Piratenpartei in der Krise Themen und Köpfe

Allein: Die Umfragewerte sanken. Zahlreiche Mitglieder reagieren darauf mit jenem Ausruf, der wesentlich zum Ruf der Piraten als Alternative zu "etablierten" Parteien beigetragen hat: "Themen statt Köpfe". Man solle sich wieder mehr auf die Inhalte anstelle von Personalien konzentrieren. Erst einmal hört sich das gut an: kein Führungskult, keine Egotrips, keine Kompetenzstreitigkeiten mehr. Stattdessen Basisdemokratie, sachliche Diskussionen, mehrheitsfähige Beschlüsse.

Aber ganz so einfach ist es leider nicht. Denn eine Partei ist weit mehr als nur ihr Parteiprogramm. Um ihre Politik vermitteln zu können, braucht sie Leute, die eben dies tun. Zum Beispiel eine funktionierende Führungsspitze, die sich nicht gegenseitig die Köpfe einschlägt, sondern sich auf eine gemeinsame Linie verständigen kann. Wenn man nicht einmal in seinem eigenen Laden ohne größere Verwerfungen einen Konsens herbeiführen kann - wie soll das dann im Parlament gelingen? Wie soll man sich zum Beispiel mit den anderen Parteien über einen Gesetzesentwurf abstimmen, wenn man sich intern nicht einmal über so etwas Banales wie einen Talkshow-Auftritt einigen kann?

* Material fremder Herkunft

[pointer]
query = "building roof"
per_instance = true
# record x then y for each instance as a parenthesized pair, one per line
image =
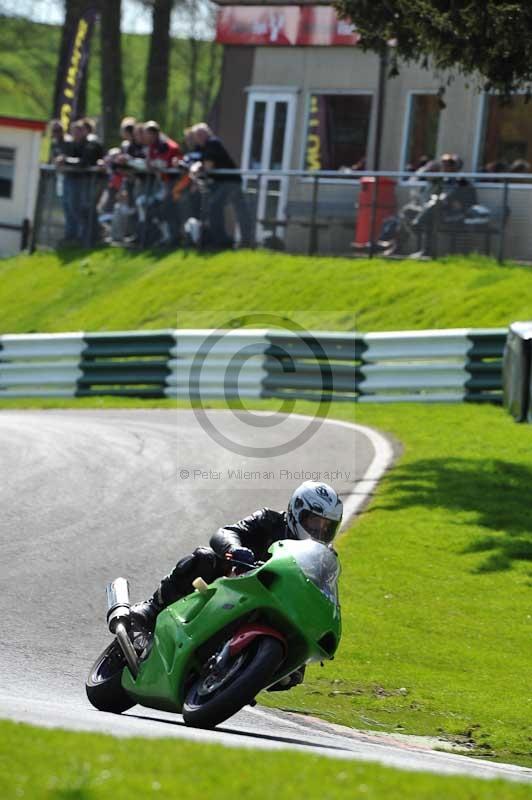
(21, 122)
(271, 3)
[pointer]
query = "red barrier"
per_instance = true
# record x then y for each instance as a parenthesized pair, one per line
(386, 207)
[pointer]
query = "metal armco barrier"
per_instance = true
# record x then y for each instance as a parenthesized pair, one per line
(416, 366)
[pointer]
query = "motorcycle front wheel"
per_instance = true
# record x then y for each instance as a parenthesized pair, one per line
(252, 670)
(104, 684)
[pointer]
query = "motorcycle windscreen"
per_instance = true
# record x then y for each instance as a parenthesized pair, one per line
(320, 564)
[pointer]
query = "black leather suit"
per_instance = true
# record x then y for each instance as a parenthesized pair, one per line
(256, 532)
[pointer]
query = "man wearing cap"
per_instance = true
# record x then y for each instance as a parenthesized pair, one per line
(163, 153)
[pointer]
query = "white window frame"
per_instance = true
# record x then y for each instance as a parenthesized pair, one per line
(270, 96)
(257, 94)
(407, 126)
(11, 145)
(477, 145)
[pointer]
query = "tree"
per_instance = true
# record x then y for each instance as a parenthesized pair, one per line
(112, 83)
(491, 39)
(156, 93)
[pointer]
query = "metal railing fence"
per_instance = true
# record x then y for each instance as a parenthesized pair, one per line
(416, 366)
(337, 213)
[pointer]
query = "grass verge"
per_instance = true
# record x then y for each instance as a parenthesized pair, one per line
(38, 764)
(436, 584)
(119, 290)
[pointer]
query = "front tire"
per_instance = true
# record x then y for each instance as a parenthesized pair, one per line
(104, 684)
(256, 671)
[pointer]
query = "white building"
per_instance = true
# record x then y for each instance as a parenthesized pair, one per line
(20, 144)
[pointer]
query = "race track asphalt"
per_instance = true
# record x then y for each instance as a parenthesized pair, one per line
(90, 495)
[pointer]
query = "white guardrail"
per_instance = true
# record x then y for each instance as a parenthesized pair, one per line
(422, 366)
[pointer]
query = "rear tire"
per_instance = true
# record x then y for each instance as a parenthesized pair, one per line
(104, 684)
(256, 672)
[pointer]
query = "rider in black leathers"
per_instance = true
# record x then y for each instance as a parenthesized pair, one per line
(314, 511)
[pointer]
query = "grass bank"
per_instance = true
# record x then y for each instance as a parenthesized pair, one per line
(436, 584)
(119, 290)
(53, 765)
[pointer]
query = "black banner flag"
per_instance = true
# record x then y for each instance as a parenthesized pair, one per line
(75, 68)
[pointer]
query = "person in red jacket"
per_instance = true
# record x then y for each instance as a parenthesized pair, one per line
(163, 153)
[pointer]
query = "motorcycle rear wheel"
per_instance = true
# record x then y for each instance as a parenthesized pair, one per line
(104, 684)
(254, 674)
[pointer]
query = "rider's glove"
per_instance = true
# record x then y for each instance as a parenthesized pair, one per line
(242, 555)
(144, 614)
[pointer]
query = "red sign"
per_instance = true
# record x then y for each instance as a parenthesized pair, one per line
(283, 26)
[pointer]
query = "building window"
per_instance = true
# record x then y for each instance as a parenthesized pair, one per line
(506, 143)
(422, 126)
(337, 131)
(7, 171)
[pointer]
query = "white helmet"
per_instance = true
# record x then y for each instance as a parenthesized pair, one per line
(314, 512)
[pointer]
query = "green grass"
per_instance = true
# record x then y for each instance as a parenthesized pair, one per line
(52, 765)
(30, 50)
(436, 583)
(117, 290)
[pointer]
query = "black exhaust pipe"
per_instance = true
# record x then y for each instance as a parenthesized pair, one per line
(118, 620)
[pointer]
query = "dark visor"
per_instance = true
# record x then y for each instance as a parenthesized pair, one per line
(321, 529)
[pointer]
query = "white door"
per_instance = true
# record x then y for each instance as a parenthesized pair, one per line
(267, 147)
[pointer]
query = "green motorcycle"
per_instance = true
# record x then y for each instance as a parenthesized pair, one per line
(214, 650)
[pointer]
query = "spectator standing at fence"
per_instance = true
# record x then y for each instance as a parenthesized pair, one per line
(162, 153)
(59, 140)
(79, 154)
(224, 190)
(450, 198)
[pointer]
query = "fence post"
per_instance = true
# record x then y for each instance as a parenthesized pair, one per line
(38, 212)
(313, 236)
(502, 237)
(374, 202)
(89, 231)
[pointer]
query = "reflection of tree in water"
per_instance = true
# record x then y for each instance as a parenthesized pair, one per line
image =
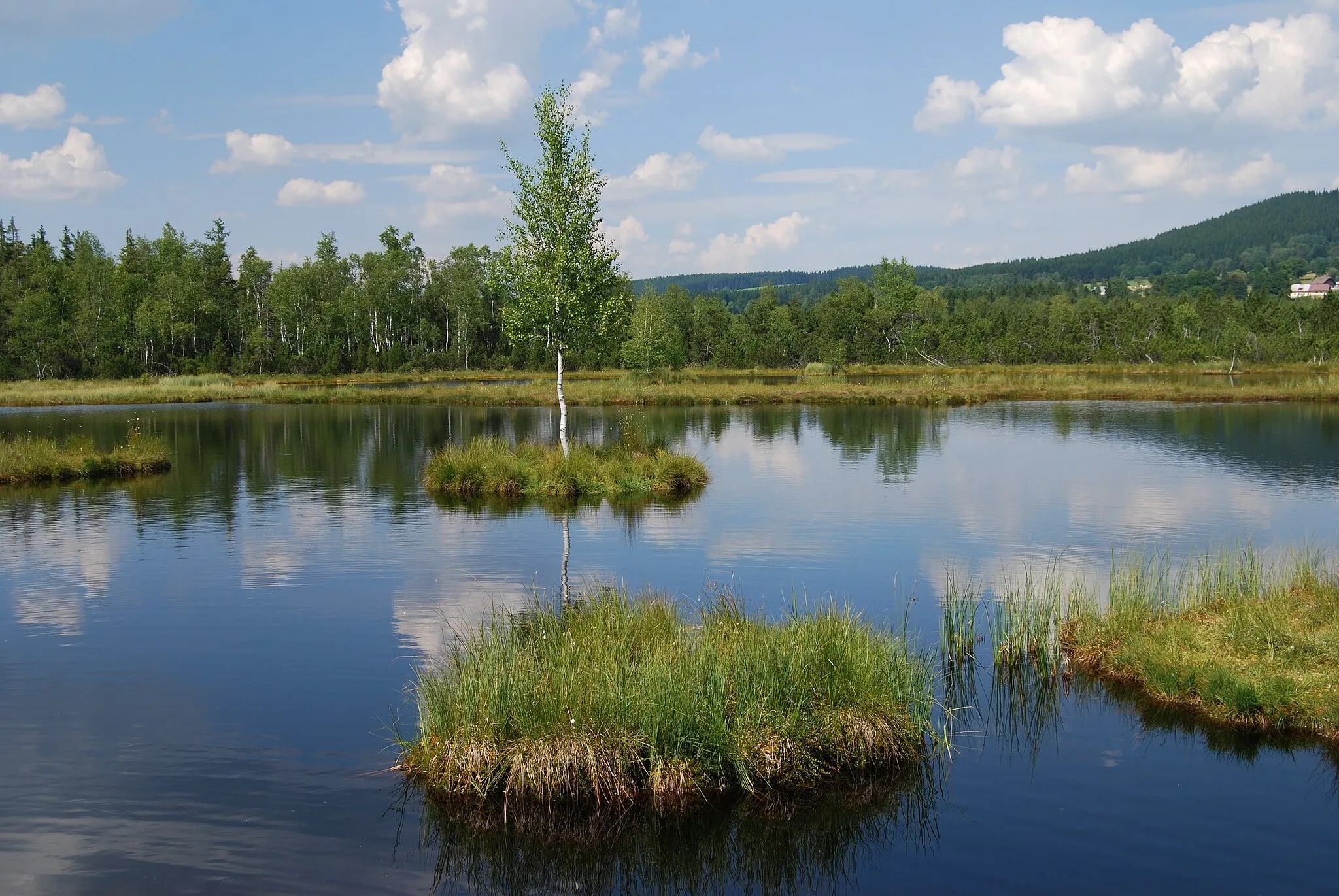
(1239, 745)
(771, 844)
(895, 436)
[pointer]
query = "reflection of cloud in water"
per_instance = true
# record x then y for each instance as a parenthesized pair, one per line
(429, 616)
(779, 457)
(58, 565)
(52, 610)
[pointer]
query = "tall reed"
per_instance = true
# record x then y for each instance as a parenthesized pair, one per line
(619, 697)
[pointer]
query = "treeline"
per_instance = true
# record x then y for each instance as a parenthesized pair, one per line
(175, 305)
(1248, 240)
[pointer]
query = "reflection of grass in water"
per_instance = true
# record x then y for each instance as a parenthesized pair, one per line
(31, 459)
(775, 843)
(494, 468)
(618, 698)
(1242, 644)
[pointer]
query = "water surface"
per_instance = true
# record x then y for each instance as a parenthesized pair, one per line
(199, 671)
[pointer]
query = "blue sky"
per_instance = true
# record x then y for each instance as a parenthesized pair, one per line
(737, 136)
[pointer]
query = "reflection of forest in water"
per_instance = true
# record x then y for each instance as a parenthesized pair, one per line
(775, 843)
(228, 454)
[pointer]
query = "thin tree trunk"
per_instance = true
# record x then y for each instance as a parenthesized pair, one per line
(567, 552)
(563, 413)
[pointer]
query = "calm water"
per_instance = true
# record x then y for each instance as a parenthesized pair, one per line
(199, 671)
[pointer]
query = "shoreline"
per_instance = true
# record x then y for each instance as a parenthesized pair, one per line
(919, 386)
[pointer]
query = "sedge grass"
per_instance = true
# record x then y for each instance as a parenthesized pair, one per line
(493, 468)
(1229, 638)
(922, 386)
(33, 459)
(619, 698)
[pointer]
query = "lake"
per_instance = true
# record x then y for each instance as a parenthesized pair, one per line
(200, 672)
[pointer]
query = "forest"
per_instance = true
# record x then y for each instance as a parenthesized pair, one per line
(177, 305)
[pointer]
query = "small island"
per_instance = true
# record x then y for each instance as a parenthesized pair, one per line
(1235, 643)
(34, 459)
(614, 698)
(493, 468)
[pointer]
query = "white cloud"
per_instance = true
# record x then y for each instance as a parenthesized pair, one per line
(1005, 164)
(457, 192)
(658, 174)
(591, 82)
(464, 63)
(627, 232)
(255, 150)
(272, 150)
(619, 22)
(1129, 169)
(98, 18)
(765, 148)
(668, 54)
(305, 192)
(74, 171)
(1070, 71)
(39, 109)
(947, 102)
(730, 252)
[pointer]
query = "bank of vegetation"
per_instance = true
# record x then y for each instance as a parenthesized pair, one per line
(172, 305)
(1225, 637)
(917, 386)
(494, 468)
(33, 459)
(617, 698)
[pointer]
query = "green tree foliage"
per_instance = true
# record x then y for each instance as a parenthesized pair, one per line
(560, 273)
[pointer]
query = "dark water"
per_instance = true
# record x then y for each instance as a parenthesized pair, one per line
(199, 671)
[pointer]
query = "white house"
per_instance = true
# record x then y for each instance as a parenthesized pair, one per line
(1313, 286)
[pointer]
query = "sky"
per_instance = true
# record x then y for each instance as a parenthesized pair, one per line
(738, 136)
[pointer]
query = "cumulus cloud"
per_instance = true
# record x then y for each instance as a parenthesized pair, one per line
(255, 150)
(98, 18)
(305, 192)
(730, 252)
(39, 109)
(989, 162)
(666, 56)
(1129, 169)
(465, 62)
(627, 233)
(659, 173)
(460, 192)
(1283, 73)
(619, 22)
(74, 171)
(766, 148)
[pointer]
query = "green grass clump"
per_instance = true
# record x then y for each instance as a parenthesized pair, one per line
(1239, 643)
(29, 458)
(618, 698)
(494, 468)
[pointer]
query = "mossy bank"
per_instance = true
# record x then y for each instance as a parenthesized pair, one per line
(33, 459)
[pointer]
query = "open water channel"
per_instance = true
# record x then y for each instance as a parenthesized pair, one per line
(199, 672)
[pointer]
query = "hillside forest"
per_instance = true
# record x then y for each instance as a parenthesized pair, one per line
(176, 305)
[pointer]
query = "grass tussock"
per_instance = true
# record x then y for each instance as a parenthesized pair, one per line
(900, 385)
(493, 468)
(1234, 640)
(30, 459)
(620, 698)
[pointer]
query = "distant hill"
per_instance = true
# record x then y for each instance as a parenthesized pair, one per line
(1302, 225)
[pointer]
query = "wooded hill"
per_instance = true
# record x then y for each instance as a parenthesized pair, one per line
(1293, 227)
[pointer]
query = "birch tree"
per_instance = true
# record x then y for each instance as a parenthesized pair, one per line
(559, 271)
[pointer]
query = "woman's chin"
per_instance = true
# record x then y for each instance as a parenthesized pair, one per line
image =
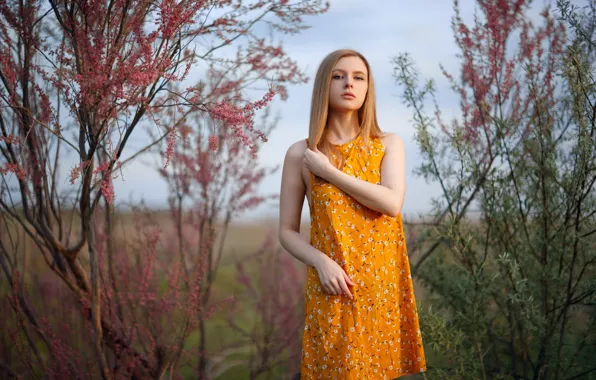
(344, 107)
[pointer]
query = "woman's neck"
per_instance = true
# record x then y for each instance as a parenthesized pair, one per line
(342, 126)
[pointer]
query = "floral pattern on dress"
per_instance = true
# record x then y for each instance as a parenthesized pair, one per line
(376, 335)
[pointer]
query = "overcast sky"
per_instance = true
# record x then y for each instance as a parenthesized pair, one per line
(380, 30)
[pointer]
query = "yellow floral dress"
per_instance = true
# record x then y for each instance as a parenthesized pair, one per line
(376, 335)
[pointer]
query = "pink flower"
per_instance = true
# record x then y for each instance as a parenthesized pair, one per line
(213, 142)
(170, 148)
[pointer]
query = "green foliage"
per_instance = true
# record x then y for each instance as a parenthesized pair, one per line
(512, 262)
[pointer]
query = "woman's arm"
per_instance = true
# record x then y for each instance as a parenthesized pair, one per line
(386, 198)
(290, 209)
(334, 279)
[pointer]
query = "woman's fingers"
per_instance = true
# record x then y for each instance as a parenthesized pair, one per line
(345, 289)
(348, 279)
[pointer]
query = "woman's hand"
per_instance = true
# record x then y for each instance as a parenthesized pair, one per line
(333, 278)
(317, 162)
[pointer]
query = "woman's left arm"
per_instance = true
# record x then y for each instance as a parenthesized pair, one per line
(386, 198)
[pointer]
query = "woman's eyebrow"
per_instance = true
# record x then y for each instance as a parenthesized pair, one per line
(355, 72)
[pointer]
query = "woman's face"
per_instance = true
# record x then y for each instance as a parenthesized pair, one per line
(349, 84)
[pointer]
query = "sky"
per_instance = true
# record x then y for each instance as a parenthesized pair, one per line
(380, 30)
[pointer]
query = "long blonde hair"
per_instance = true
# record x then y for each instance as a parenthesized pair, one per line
(319, 109)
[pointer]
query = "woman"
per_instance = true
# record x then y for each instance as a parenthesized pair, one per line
(361, 319)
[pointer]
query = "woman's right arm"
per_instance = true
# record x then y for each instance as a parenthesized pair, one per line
(334, 279)
(291, 201)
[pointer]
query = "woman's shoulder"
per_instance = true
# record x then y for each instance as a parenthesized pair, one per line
(391, 141)
(296, 150)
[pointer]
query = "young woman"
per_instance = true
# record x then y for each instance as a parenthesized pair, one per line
(361, 319)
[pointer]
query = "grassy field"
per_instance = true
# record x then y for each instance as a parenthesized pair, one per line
(225, 346)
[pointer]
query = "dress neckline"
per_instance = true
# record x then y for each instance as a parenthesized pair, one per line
(347, 142)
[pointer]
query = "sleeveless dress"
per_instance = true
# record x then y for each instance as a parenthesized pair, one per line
(376, 335)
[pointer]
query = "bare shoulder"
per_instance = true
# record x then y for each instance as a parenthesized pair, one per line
(296, 150)
(392, 142)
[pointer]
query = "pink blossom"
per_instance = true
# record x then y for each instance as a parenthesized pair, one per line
(213, 142)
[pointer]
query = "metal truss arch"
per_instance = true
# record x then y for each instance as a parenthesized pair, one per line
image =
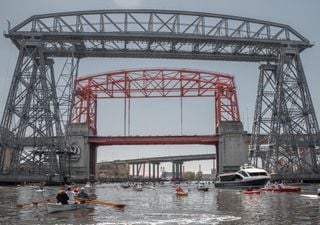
(154, 83)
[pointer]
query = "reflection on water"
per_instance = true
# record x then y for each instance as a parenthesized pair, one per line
(161, 206)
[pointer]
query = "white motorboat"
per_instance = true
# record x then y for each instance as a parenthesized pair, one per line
(57, 207)
(247, 176)
(202, 187)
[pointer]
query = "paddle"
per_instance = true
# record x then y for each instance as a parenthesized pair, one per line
(35, 202)
(116, 205)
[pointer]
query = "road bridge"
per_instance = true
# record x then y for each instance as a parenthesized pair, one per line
(138, 166)
(39, 103)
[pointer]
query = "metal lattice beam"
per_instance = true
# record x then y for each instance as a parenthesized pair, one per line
(284, 118)
(154, 83)
(158, 33)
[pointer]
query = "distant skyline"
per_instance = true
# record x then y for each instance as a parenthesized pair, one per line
(162, 116)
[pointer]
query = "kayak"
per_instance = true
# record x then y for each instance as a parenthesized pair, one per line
(252, 192)
(311, 196)
(181, 193)
(282, 189)
(57, 207)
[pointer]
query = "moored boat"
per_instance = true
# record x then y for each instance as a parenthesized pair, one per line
(282, 189)
(125, 185)
(202, 187)
(57, 207)
(247, 176)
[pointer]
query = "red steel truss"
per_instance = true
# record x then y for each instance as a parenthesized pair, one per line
(152, 83)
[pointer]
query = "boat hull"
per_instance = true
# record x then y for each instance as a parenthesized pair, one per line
(181, 193)
(282, 189)
(56, 207)
(252, 192)
(203, 189)
(243, 183)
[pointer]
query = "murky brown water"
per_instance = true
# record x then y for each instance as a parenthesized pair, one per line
(161, 206)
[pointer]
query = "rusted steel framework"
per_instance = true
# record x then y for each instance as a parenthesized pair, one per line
(154, 140)
(38, 104)
(152, 83)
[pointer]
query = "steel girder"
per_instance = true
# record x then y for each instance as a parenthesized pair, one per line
(31, 111)
(158, 34)
(284, 112)
(153, 83)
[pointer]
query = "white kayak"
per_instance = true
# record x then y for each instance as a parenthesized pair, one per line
(57, 207)
(311, 196)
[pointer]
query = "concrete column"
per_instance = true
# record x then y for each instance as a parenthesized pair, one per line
(83, 161)
(180, 175)
(173, 171)
(177, 171)
(232, 150)
(158, 171)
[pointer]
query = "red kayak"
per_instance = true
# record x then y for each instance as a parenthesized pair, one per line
(251, 192)
(181, 193)
(282, 189)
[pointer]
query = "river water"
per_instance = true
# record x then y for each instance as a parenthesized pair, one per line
(160, 205)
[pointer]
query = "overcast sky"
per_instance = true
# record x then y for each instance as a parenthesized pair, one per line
(162, 117)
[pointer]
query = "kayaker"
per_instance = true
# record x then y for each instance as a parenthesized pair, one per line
(71, 195)
(62, 197)
(82, 194)
(179, 189)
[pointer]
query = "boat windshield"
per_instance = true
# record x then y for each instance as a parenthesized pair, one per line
(243, 173)
(254, 174)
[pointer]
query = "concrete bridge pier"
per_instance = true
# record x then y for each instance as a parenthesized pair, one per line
(232, 151)
(177, 170)
(84, 156)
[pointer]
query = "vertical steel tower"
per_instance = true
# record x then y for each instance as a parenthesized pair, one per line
(285, 136)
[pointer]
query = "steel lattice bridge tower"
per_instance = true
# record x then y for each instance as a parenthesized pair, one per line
(285, 130)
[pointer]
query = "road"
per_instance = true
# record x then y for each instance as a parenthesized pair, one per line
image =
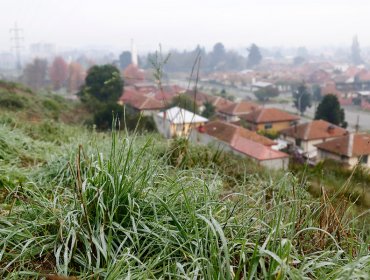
(352, 113)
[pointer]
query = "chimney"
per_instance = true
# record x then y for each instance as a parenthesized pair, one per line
(331, 129)
(350, 144)
(201, 129)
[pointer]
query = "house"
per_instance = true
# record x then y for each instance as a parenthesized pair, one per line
(226, 132)
(177, 121)
(146, 105)
(240, 141)
(232, 112)
(305, 136)
(133, 74)
(201, 98)
(347, 150)
(269, 119)
(260, 85)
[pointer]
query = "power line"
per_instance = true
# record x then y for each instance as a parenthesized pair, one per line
(16, 40)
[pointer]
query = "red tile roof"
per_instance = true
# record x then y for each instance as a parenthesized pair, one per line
(228, 132)
(241, 108)
(256, 150)
(330, 88)
(141, 102)
(317, 129)
(266, 115)
(352, 145)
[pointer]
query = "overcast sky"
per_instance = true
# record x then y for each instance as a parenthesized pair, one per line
(184, 23)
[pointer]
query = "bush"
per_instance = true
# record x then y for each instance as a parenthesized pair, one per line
(11, 101)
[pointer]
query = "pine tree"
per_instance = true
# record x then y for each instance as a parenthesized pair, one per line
(329, 110)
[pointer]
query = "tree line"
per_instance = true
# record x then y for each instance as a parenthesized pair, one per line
(218, 59)
(59, 74)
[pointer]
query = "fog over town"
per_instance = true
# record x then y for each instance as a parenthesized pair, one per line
(190, 139)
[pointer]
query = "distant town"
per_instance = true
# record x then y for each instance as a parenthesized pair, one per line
(265, 108)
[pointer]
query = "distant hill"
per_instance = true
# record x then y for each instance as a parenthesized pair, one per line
(34, 107)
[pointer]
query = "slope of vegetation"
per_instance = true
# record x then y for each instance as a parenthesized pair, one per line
(118, 206)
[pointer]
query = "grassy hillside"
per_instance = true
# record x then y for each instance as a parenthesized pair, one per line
(114, 206)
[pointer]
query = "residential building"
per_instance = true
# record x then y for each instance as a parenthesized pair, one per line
(177, 121)
(234, 111)
(240, 141)
(269, 119)
(146, 105)
(348, 150)
(305, 136)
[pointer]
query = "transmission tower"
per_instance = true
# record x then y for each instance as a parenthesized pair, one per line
(17, 39)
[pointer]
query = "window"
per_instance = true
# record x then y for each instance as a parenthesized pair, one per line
(363, 159)
(268, 125)
(298, 142)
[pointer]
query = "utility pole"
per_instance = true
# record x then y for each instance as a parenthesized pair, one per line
(16, 40)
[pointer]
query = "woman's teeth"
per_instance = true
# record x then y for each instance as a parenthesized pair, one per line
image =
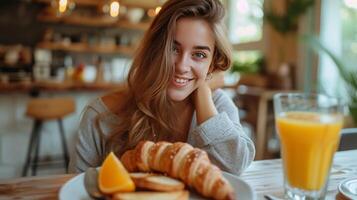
(179, 80)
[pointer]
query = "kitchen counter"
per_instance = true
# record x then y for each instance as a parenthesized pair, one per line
(53, 86)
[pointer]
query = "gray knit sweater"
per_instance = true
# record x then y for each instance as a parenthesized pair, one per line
(221, 136)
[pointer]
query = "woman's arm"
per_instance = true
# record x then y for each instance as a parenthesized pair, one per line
(204, 104)
(88, 150)
(221, 134)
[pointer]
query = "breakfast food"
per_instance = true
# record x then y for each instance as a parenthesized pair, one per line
(156, 182)
(113, 177)
(178, 195)
(182, 161)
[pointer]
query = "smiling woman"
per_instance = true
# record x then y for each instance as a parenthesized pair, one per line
(172, 93)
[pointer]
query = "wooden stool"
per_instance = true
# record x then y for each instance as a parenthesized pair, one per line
(41, 110)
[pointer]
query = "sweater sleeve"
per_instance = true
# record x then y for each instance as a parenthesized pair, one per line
(88, 151)
(223, 138)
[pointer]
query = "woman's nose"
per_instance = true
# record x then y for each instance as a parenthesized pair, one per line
(182, 63)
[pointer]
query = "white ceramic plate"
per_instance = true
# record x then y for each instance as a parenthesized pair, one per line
(74, 189)
(348, 187)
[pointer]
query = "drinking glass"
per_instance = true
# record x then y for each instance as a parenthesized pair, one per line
(309, 127)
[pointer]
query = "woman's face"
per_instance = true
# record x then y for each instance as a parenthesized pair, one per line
(193, 51)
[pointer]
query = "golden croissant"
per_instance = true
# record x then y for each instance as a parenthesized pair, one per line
(182, 161)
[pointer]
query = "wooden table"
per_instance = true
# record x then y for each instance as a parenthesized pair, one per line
(264, 176)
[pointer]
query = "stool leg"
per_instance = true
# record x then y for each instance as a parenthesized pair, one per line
(32, 143)
(38, 143)
(64, 144)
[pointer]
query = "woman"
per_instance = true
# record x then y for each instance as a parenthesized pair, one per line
(169, 95)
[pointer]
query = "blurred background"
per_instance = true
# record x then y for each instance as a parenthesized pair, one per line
(68, 52)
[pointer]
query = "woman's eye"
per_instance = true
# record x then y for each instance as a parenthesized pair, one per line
(199, 55)
(175, 50)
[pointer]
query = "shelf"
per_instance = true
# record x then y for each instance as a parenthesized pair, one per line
(146, 4)
(85, 48)
(94, 21)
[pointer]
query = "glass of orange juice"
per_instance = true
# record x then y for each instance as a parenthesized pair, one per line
(309, 127)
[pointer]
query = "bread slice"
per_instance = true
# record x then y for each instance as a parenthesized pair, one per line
(178, 195)
(157, 182)
(140, 175)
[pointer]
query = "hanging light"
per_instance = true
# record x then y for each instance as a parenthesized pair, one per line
(114, 9)
(62, 6)
(157, 10)
(351, 3)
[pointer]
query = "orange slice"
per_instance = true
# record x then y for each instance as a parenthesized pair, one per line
(113, 176)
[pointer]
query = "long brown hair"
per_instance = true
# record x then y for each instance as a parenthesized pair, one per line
(146, 111)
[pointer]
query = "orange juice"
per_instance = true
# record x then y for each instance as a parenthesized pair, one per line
(308, 141)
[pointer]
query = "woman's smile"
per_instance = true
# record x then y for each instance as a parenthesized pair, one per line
(180, 82)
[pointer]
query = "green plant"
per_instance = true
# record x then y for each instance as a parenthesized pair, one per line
(349, 77)
(288, 22)
(250, 66)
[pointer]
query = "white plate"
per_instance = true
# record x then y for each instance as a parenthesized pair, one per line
(74, 189)
(348, 188)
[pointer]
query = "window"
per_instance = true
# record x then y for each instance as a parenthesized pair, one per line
(245, 21)
(245, 30)
(339, 34)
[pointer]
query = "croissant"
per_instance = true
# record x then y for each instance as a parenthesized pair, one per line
(182, 161)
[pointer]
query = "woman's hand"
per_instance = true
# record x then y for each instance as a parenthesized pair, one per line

Außerdem brauchen die Piraten Menschen, die die schönen Worte, die ihr Parteiprogramm enthält, in die Realität übertragen - indem sie die dort verschriftlichten Ideale selbst leben. Denn eine Partei erlangt nur Glaubwürdigkeit, wenn ihre Vertreter beweisen, dass man das Wahlprogramm auch leben kann. "Themen statt Köpfe" ist deswegen zu kurz gedacht - Themen UND Köpfe müssen stimmen.

Deswegen war es auch absehbar, dass Buchautorin Julia Schramm, die sich zuvor als Kritikerin des Urheberrechts einen Namen gemacht hatte, hämische Kommentare einfährt, wenn ihr Verlag illegale Kopien ihres Buches im Netz sperren lässt. Und sie muss sich aus verständlichen Motiven die Frage gefallen lassen, warum sie die in der Partei propagierten "alternativen Finanzierungswege" nicht ausprobiert hat.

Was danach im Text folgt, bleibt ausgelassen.